SEMARANG– S (21) tak kuasa menahan tangis saat mengingat bayi yang baru saja ia lahirkan sepekan lalu. Mahasiswi asal Semarang ini kini tengah berjuang mencari keberadaan buah hatinya, yang hilang dalam proses adopsi yang tak jelas.
Di sebuah ruangan kecil di kantor ELBEHA Barometer Salatiga, Sabtu (29/3/2025), S menceritakan kisah pilunya. Dengan suara bergetar, ia mengungkapkan bahwa bayi tersebut adalah anak hasil hubungannya dengan sang kekasih, R. Karena takut ketahuan orang tua, S dan R memutuskan untuk mencari orang yang bersedia mengadopsi bayi mereka.

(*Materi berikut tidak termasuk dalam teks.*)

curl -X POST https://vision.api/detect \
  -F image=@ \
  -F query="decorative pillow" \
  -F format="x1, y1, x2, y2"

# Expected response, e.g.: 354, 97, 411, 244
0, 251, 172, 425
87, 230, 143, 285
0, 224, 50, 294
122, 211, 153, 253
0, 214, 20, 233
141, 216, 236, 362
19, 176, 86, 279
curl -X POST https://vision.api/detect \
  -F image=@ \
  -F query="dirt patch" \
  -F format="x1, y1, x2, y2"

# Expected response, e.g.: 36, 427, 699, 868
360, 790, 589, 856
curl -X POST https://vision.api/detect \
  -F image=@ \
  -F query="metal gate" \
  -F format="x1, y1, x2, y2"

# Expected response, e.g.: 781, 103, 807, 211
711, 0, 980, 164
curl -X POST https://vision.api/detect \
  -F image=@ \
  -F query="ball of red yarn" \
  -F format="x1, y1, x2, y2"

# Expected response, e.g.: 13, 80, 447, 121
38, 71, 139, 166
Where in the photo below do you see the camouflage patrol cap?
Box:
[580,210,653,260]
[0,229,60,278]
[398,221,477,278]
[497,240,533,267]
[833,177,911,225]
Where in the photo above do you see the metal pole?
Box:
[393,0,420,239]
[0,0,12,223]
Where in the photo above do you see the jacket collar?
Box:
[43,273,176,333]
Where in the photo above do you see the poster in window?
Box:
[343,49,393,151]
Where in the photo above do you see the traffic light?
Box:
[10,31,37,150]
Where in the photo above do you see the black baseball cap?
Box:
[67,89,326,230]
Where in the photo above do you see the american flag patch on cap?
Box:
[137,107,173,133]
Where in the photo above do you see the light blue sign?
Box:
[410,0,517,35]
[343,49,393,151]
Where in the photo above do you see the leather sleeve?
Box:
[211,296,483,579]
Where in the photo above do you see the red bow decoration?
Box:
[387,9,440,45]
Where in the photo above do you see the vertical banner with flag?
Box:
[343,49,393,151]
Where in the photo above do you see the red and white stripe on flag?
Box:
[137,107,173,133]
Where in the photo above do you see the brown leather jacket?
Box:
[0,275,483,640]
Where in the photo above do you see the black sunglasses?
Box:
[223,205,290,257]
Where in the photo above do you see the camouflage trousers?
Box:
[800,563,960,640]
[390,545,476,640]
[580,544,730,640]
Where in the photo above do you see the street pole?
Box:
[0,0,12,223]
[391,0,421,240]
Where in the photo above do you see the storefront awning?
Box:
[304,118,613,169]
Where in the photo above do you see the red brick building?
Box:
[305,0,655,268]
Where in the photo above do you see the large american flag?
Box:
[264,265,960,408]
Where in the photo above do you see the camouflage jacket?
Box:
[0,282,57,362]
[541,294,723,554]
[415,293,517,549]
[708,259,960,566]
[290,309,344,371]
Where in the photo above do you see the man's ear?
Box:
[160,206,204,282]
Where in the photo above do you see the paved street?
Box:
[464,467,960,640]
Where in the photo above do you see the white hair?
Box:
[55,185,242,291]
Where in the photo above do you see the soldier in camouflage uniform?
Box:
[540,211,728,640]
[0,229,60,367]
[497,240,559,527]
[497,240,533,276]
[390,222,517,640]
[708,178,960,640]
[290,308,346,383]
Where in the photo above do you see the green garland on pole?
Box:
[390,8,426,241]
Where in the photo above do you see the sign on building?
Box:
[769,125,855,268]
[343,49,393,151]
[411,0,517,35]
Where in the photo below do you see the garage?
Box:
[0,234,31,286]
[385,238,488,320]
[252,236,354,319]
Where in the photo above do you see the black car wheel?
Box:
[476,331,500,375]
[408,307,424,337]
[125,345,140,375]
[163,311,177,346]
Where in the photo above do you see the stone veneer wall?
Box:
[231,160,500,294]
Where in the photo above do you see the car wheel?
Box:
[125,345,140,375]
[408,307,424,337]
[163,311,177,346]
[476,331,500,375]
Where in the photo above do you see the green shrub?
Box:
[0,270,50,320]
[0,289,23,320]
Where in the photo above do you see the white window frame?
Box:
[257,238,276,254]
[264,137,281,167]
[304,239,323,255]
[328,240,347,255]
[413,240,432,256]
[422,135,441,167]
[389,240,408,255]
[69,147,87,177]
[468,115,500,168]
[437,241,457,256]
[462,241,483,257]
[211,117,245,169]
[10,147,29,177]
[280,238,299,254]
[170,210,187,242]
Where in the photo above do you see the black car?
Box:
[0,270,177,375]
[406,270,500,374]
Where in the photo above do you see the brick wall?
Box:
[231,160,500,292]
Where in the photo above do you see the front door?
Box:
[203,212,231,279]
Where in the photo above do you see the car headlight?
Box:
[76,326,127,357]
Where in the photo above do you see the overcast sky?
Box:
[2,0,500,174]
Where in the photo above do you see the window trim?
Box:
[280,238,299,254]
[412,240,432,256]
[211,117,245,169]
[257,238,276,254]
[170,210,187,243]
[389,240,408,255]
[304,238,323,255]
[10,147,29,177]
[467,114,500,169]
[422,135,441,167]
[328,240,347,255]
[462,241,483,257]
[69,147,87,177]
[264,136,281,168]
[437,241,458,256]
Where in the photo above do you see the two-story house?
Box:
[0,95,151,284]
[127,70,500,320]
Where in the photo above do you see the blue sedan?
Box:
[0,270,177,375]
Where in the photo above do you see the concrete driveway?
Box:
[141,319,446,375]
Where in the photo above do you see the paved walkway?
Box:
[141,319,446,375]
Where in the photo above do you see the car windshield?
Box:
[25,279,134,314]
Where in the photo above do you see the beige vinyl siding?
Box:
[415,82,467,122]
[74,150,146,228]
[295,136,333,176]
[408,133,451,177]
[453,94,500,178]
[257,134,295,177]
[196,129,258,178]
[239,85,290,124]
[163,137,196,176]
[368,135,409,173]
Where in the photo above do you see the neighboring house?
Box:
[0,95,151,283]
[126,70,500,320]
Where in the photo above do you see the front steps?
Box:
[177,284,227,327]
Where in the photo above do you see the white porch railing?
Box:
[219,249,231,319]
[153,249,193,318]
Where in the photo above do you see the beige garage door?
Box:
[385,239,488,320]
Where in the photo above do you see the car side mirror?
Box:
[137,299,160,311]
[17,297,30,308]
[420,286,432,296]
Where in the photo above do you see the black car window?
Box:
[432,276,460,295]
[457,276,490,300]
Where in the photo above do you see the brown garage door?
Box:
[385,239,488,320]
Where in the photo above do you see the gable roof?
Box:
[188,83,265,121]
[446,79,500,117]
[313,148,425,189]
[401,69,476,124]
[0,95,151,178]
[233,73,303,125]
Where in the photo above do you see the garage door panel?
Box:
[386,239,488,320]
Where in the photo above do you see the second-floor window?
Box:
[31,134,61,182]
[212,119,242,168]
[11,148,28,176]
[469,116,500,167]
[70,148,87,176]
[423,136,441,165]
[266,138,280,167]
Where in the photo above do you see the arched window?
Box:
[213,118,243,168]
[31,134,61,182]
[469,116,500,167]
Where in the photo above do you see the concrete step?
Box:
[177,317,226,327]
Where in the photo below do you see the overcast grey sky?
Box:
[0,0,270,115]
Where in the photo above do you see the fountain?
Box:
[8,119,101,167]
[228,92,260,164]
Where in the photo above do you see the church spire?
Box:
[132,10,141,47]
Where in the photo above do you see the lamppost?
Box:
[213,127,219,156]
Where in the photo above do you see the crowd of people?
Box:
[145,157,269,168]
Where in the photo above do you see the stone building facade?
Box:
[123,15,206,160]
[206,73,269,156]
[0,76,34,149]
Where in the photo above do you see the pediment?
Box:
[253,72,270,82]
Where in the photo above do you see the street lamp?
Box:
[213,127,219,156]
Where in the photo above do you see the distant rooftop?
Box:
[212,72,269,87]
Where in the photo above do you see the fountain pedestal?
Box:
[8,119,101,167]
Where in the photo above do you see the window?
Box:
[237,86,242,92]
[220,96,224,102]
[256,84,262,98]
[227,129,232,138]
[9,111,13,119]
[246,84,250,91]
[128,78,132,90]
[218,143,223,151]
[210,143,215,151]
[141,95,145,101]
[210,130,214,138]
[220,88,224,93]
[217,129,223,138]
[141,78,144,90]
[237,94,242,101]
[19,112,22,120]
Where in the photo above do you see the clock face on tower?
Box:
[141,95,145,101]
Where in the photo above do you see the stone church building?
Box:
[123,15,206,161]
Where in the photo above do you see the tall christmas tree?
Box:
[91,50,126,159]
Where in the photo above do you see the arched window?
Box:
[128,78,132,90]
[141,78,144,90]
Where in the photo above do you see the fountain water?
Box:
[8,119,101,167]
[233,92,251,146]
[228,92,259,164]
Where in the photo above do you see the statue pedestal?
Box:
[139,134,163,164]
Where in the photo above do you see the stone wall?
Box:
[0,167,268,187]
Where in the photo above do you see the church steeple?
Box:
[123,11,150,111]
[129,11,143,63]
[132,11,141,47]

“Sejak awal memang niatnya ingin mencari orang tua angkat untuk anak saya. Tapi saya tidak menyangka akhirnya seperti ini,” tutur S, matanya berkaca-kaca.
S melahirkan di sebuah klinik bidan di Semarang pada Sabtu (22/3/2025). Saat proses persalinan, pasangan yang mengaku siap mengadopsi bayi tersebut sudah menunggu di lokasi. Tanpa banyak bicara, mereka meminta bayi itu segera diserahkan.
Dalam kondisi masih lemah, S dan R dipaksa menandatangani sebuah surat yang isinya mereka sendiri tak pahami sepenuhnya. Usai persalinan, S dibawa ke sebuah hotel di Semarang, tempat perpisahan terakhirnya dengan sang bayi terjadi. “Di situlah anak saya dibawa pergi. Padahal belum ada kesepakatan final,” katanya dengan suara tertahan.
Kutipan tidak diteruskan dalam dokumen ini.